The majority of SEM-based nanomanipulation tasks are manually performed. Although a number of sensing technologies have been developed for integration into nanomanipulation systems, automation remains dependent on SEM imaging as feedback. The low frame rate of SEMs and the high noise, drift, and distortion of real-time SEM imaging hinder the achievement of reliable visual tracking and pose estimation of end-effectors and target objects for high-speed nanomanipulation. Advanced visual tracking methods must be developed to cope with blurred and distorted SEM images. Advanced control schemes that employ integrated information from image-, force-, depth-, and position-sensing modalities are needed for effective decision-making, planning, and manipulation.

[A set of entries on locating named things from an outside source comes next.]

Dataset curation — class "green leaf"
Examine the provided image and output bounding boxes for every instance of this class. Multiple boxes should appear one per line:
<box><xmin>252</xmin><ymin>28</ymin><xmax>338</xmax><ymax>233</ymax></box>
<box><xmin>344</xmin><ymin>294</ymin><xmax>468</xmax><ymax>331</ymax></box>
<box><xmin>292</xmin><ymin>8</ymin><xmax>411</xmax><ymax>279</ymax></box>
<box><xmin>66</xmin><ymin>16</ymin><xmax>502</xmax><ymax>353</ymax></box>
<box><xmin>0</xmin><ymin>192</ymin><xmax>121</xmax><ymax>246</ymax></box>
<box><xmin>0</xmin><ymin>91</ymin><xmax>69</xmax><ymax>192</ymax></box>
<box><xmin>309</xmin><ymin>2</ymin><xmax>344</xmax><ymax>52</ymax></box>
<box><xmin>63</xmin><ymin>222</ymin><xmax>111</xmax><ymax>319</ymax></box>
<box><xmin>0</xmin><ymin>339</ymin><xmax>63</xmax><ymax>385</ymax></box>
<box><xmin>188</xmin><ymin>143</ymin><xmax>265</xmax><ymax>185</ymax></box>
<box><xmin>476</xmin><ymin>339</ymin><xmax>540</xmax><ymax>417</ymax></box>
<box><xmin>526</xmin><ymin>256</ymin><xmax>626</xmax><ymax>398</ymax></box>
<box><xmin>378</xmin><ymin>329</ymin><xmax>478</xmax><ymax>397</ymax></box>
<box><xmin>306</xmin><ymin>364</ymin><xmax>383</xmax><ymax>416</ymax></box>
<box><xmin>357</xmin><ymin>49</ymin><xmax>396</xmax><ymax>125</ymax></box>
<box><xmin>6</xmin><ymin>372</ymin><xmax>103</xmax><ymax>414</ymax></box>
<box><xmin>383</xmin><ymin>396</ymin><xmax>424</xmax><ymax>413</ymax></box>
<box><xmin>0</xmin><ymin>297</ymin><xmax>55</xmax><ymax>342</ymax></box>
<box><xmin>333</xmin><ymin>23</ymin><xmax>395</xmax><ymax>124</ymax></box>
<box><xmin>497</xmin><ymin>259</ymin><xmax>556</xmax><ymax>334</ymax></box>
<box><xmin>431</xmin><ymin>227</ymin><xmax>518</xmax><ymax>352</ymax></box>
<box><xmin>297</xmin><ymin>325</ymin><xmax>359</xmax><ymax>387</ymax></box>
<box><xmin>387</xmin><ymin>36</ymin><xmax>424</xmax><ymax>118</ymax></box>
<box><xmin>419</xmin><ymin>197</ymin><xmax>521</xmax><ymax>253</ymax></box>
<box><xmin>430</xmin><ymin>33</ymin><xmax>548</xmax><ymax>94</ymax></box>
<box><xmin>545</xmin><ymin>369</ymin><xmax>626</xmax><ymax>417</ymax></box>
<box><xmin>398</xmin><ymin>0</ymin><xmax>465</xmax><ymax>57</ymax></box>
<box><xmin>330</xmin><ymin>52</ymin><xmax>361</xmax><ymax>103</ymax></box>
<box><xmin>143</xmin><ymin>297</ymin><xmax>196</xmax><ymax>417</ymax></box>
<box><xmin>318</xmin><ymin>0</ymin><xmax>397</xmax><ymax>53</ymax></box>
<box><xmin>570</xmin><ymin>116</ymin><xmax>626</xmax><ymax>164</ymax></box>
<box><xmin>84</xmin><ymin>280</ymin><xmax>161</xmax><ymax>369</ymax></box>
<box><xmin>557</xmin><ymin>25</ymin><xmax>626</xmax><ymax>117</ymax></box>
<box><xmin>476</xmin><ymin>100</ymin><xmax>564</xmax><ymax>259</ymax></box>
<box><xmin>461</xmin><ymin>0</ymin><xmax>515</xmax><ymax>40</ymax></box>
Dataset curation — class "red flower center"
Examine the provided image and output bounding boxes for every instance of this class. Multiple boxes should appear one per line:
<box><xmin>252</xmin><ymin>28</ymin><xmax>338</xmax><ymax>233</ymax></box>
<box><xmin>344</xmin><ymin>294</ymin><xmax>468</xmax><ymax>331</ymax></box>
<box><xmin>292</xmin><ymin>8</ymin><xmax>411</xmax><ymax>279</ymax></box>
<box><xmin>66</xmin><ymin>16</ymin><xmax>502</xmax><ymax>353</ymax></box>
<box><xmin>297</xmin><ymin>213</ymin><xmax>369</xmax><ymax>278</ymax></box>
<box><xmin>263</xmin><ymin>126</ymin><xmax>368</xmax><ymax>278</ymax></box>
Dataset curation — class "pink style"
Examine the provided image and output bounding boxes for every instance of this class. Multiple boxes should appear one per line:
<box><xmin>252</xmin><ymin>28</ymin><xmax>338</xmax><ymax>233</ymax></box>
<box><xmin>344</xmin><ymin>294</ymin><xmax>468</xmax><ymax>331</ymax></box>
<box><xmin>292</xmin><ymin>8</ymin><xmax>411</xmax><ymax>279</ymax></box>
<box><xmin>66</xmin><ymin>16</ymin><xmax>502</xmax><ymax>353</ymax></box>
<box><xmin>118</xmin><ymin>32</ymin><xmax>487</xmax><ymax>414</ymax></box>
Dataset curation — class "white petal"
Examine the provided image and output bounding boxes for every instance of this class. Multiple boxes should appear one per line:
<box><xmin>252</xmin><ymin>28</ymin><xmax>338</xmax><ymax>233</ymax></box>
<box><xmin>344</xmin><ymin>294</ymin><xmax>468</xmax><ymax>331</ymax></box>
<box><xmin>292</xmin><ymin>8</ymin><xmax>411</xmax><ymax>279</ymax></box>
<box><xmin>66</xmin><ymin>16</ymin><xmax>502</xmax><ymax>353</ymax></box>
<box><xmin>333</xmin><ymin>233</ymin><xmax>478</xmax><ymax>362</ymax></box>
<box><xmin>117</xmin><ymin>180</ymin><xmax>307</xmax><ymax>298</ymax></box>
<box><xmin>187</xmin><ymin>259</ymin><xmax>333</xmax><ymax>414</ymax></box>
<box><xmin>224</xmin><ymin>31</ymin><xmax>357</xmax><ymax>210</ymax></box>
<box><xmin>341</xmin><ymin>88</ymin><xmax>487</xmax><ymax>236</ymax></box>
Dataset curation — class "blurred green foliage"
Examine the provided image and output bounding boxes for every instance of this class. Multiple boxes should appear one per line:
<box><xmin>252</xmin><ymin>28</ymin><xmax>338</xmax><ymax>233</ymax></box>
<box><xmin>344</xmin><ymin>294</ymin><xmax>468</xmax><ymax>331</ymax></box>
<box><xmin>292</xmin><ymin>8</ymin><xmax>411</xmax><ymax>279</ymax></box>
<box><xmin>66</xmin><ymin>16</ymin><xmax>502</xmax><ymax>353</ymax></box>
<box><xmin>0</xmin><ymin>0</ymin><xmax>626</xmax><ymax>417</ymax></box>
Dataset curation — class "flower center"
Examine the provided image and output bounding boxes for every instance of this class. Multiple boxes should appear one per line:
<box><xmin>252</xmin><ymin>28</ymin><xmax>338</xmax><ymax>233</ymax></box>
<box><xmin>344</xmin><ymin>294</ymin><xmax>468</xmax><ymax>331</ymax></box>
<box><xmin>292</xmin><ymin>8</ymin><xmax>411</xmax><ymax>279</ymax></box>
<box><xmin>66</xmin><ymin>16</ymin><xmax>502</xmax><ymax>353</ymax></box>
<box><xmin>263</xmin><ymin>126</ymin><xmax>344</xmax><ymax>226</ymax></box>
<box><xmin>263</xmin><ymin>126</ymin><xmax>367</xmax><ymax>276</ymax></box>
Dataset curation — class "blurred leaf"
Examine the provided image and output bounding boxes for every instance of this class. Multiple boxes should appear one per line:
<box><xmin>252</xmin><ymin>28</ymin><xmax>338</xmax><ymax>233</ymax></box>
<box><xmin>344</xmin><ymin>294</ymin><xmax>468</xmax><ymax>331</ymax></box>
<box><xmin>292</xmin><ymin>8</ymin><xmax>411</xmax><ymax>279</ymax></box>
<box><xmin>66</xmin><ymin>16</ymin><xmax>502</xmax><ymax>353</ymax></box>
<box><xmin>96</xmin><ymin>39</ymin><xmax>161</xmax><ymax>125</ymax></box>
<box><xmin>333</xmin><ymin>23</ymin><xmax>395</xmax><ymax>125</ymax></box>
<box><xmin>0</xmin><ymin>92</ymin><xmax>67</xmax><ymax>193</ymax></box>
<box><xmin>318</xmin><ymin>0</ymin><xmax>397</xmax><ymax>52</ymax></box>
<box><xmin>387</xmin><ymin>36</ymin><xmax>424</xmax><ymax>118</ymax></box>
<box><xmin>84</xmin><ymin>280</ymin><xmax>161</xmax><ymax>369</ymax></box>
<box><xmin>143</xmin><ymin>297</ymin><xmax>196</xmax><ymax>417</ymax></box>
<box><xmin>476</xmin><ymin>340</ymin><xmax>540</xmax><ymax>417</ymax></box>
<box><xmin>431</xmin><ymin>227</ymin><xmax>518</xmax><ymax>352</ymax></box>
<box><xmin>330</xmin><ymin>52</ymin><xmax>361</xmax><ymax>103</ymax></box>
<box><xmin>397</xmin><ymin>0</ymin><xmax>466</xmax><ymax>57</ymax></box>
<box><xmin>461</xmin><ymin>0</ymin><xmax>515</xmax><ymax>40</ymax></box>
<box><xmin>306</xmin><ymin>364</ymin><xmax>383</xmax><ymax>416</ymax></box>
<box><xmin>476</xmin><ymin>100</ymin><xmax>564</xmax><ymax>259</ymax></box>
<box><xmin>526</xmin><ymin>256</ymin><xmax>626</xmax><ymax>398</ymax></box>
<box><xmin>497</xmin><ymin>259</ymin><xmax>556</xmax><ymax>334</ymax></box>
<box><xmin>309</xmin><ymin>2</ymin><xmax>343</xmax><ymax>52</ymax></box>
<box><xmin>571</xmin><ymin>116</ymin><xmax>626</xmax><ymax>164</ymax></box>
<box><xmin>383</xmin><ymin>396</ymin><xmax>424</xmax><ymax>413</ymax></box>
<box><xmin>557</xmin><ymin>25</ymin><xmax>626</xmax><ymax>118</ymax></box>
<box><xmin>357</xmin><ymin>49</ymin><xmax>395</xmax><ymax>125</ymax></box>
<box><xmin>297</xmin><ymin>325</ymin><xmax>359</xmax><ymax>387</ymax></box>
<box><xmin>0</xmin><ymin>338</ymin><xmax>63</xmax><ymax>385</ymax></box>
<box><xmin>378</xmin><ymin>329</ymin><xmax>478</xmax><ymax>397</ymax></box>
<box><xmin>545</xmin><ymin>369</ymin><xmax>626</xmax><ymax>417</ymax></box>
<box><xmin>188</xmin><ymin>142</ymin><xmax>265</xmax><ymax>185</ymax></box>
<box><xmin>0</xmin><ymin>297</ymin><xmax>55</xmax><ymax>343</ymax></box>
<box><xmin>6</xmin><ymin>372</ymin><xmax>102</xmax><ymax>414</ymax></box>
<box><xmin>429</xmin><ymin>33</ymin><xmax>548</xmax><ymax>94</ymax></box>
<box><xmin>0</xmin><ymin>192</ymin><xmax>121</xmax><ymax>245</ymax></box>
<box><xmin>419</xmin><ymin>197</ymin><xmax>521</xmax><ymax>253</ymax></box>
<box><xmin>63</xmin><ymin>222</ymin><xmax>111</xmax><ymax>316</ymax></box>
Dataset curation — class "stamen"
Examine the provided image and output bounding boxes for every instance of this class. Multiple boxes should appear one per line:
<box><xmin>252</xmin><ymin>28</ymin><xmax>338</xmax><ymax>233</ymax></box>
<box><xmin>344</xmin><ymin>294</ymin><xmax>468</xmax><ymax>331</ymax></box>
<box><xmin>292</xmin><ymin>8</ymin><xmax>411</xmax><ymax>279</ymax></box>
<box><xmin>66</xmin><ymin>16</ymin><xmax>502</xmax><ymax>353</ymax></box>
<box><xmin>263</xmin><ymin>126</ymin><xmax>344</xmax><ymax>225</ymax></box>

During the past decade, efforts have been made in automated nanomanipulation (for example, pick-and-place of CNTs44 and nanowires for mechanical characterization98, nanowire field-effect transistor assembly32), nanoprobing for electrical characterization of nanowires and transistors26,30, and SEM-guided AFM manipulation for the transfer and stiffness measurement of graphene membranes28,45. Automated nanoprobing has demonstrated higher consistency and at least three times faster operation than manual operation26, in addition to minimizing the risks of nanotools and sample breakage30. Automated pick-and-place of nanowires was completed within 10 min compared with 2 h by teleoperation98,171. Although techniques such as visual tracking, depth detection, and the integration of feedback and feedforward control for piezoelectric positioning have been developed for automated nanomanipulation in known environments, system performance may deteriorate in changing environments with uncertain physical parameters and dynamic disturbances.

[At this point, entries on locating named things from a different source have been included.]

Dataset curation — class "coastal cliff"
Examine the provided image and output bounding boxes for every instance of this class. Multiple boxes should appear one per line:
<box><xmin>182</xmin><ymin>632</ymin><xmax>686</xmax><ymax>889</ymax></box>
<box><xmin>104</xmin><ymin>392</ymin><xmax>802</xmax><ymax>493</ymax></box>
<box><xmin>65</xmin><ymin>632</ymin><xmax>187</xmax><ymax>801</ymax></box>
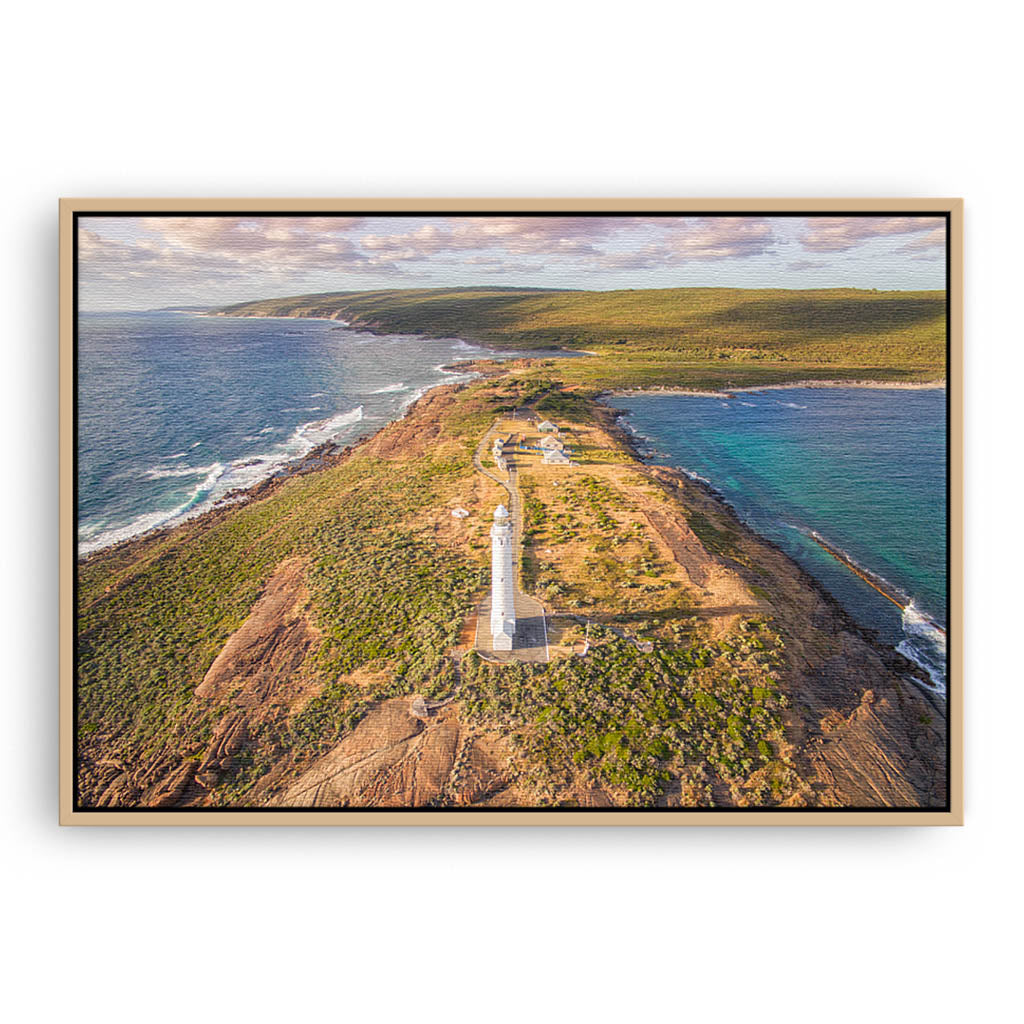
<box><xmin>77</xmin><ymin>360</ymin><xmax>946</xmax><ymax>808</ymax></box>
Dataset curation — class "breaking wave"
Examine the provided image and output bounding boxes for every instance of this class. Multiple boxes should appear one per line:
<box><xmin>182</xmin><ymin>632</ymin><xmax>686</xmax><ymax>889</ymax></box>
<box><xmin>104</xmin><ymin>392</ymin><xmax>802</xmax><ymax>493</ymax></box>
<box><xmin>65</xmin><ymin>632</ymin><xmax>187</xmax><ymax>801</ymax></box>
<box><xmin>896</xmin><ymin>601</ymin><xmax>946</xmax><ymax>696</ymax></box>
<box><xmin>78</xmin><ymin>406</ymin><xmax>362</xmax><ymax>555</ymax></box>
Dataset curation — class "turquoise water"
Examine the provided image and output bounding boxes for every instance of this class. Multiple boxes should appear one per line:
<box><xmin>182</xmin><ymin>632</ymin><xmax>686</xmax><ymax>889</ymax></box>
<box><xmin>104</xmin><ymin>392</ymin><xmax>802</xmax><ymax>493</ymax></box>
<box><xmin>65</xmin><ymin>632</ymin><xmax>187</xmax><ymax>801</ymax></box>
<box><xmin>614</xmin><ymin>388</ymin><xmax>948</xmax><ymax>690</ymax></box>
<box><xmin>78</xmin><ymin>312</ymin><xmax>514</xmax><ymax>554</ymax></box>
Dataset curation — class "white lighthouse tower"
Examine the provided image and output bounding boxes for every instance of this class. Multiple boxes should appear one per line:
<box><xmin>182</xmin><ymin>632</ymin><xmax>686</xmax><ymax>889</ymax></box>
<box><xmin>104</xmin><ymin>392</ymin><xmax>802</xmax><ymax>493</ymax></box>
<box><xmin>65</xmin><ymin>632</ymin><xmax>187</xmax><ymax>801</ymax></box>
<box><xmin>490</xmin><ymin>505</ymin><xmax>515</xmax><ymax>650</ymax></box>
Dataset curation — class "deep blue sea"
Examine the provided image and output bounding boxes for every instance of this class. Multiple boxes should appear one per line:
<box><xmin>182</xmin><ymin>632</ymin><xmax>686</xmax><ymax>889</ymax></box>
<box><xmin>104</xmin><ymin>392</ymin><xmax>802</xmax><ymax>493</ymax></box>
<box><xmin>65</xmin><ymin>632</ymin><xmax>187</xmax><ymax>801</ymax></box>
<box><xmin>614</xmin><ymin>388</ymin><xmax>947</xmax><ymax>691</ymax></box>
<box><xmin>78</xmin><ymin>312</ymin><xmax>514</xmax><ymax>554</ymax></box>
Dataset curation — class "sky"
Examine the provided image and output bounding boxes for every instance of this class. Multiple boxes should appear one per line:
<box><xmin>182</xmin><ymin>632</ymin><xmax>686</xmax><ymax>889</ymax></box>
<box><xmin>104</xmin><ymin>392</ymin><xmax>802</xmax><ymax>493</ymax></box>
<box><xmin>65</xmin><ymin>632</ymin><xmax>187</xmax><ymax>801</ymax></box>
<box><xmin>79</xmin><ymin>214</ymin><xmax>945</xmax><ymax>311</ymax></box>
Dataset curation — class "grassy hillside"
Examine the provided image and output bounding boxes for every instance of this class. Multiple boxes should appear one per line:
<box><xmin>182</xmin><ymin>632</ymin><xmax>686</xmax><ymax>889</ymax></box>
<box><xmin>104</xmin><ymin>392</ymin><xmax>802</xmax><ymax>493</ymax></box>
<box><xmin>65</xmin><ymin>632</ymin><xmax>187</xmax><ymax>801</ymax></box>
<box><xmin>222</xmin><ymin>288</ymin><xmax>946</xmax><ymax>388</ymax></box>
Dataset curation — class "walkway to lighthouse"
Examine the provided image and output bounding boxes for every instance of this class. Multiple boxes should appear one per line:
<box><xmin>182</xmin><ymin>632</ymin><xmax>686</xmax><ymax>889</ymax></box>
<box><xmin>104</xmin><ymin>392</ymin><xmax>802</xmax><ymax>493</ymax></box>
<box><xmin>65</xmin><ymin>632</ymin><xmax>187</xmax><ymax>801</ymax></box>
<box><xmin>473</xmin><ymin>415</ymin><xmax>548</xmax><ymax>662</ymax></box>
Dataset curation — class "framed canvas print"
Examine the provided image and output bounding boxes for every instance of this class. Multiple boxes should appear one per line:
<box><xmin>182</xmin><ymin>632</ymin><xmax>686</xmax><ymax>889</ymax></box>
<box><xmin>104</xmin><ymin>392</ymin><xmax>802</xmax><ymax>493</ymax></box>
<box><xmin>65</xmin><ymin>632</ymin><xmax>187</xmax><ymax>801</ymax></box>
<box><xmin>60</xmin><ymin>199</ymin><xmax>964</xmax><ymax>825</ymax></box>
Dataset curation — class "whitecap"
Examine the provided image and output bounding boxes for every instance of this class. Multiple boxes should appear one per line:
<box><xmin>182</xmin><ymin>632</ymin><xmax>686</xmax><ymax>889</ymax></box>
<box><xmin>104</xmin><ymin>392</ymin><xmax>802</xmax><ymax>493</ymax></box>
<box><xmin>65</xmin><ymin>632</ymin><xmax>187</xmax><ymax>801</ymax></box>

The application of nanomanipulation has penetrated several disciplines and sectors, such as materials science, semiconductor, cell biology, and neuroscience. Some notable achievements are mechanical and electrical characterization of graphene membranes28,45, electrical measurement of single transistors27, 3D transfer of graphene28,45, assembly of photonic crystal devices1,187, identification of the size effect on the mechanical properties of nanowires and the strain effect on the piezoresistive properties of nanowires51,162, discovery of new gene loci associated with promyelocytic nuclear bodies37, and tracing of neuronal networks and synaptic connections182,183.

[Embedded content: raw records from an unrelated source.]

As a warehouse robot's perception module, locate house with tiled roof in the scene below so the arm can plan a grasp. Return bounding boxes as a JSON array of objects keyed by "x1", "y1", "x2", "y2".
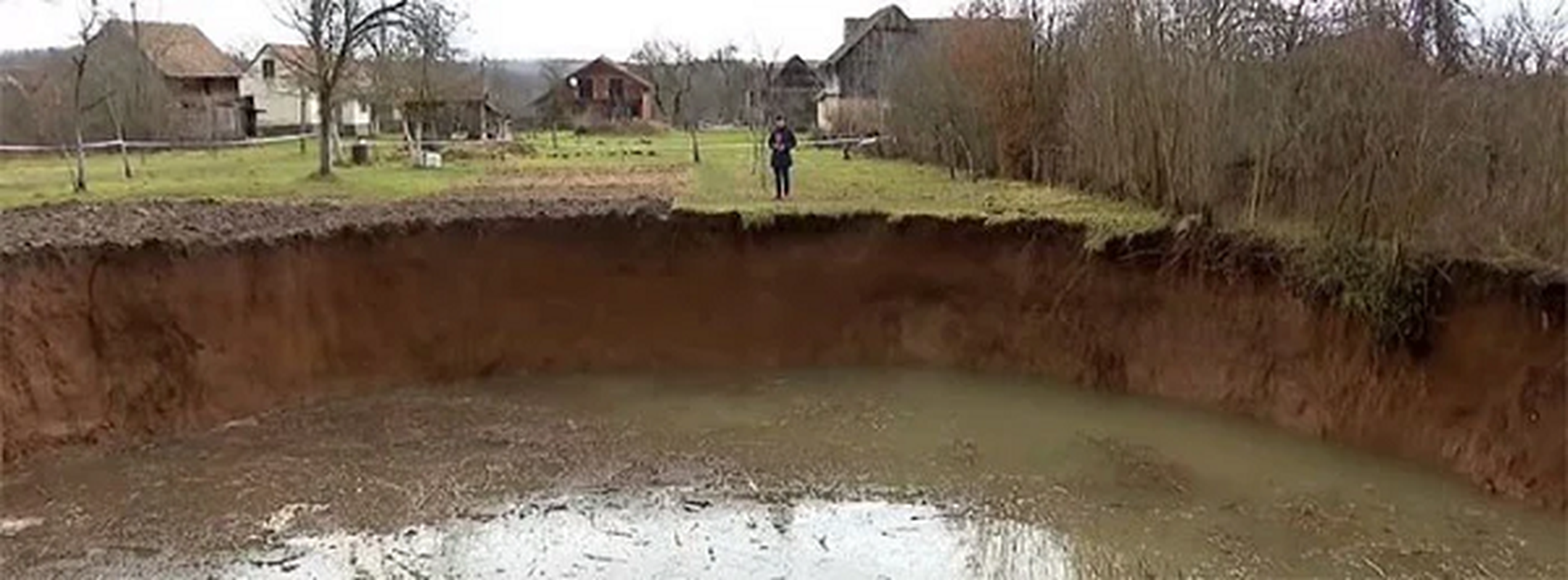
[
  {"x1": 240, "y1": 44, "x2": 374, "y2": 135},
  {"x1": 91, "y1": 20, "x2": 243, "y2": 139},
  {"x1": 533, "y1": 57, "x2": 659, "y2": 123}
]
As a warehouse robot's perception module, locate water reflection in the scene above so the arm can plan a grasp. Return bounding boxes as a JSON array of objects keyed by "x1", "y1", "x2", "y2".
[{"x1": 221, "y1": 495, "x2": 1076, "y2": 579}]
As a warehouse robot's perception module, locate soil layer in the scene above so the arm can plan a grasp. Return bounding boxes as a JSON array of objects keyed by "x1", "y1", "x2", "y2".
[{"x1": 0, "y1": 199, "x2": 1568, "y2": 510}]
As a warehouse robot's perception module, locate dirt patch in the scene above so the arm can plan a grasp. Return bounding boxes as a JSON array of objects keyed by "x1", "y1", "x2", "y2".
[
  {"x1": 0, "y1": 195, "x2": 671, "y2": 254},
  {"x1": 0, "y1": 199, "x2": 1568, "y2": 510},
  {"x1": 459, "y1": 166, "x2": 690, "y2": 199}
]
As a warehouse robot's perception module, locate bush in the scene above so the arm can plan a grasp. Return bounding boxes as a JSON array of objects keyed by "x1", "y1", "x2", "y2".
[{"x1": 572, "y1": 120, "x2": 669, "y2": 136}]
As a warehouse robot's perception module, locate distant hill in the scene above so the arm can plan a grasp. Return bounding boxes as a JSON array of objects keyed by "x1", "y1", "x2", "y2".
[{"x1": 491, "y1": 58, "x2": 588, "y2": 109}]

The formation of hybrid systems by integrating other instruments into an SEM has also produced unique capabilities. For instance, STM/SEM integration is capable of manipulating individual atoms; characterizing electrical transport of CNTs, bending, and cutting nanofibers; and fabricating nanowires151,188. This integration has also enabled fundamental discoveries of intrinsic structure-transport at the atomic scale180 and the effect of applied stress on dynamic phase evolution189. In addition to STM, nanoscale laboratories inside an SEM have also integrated AFM, FIB, optical microscopes, and multi-tool changers. Further advances in hardware development will produce powerful in situ capabilities for manipulation, assembly, and characterization of nanoscales objects and materials to close the gap between current bottom–up and top–down technologies.

With the unique advantages of programmability, automation, and specificity, nanomanipulation inside an SEM will continue to serve as a strong driver of scientific discoveries and further evolve into a more powerful workhorse technology for the nano sciences and nanotechnology industries.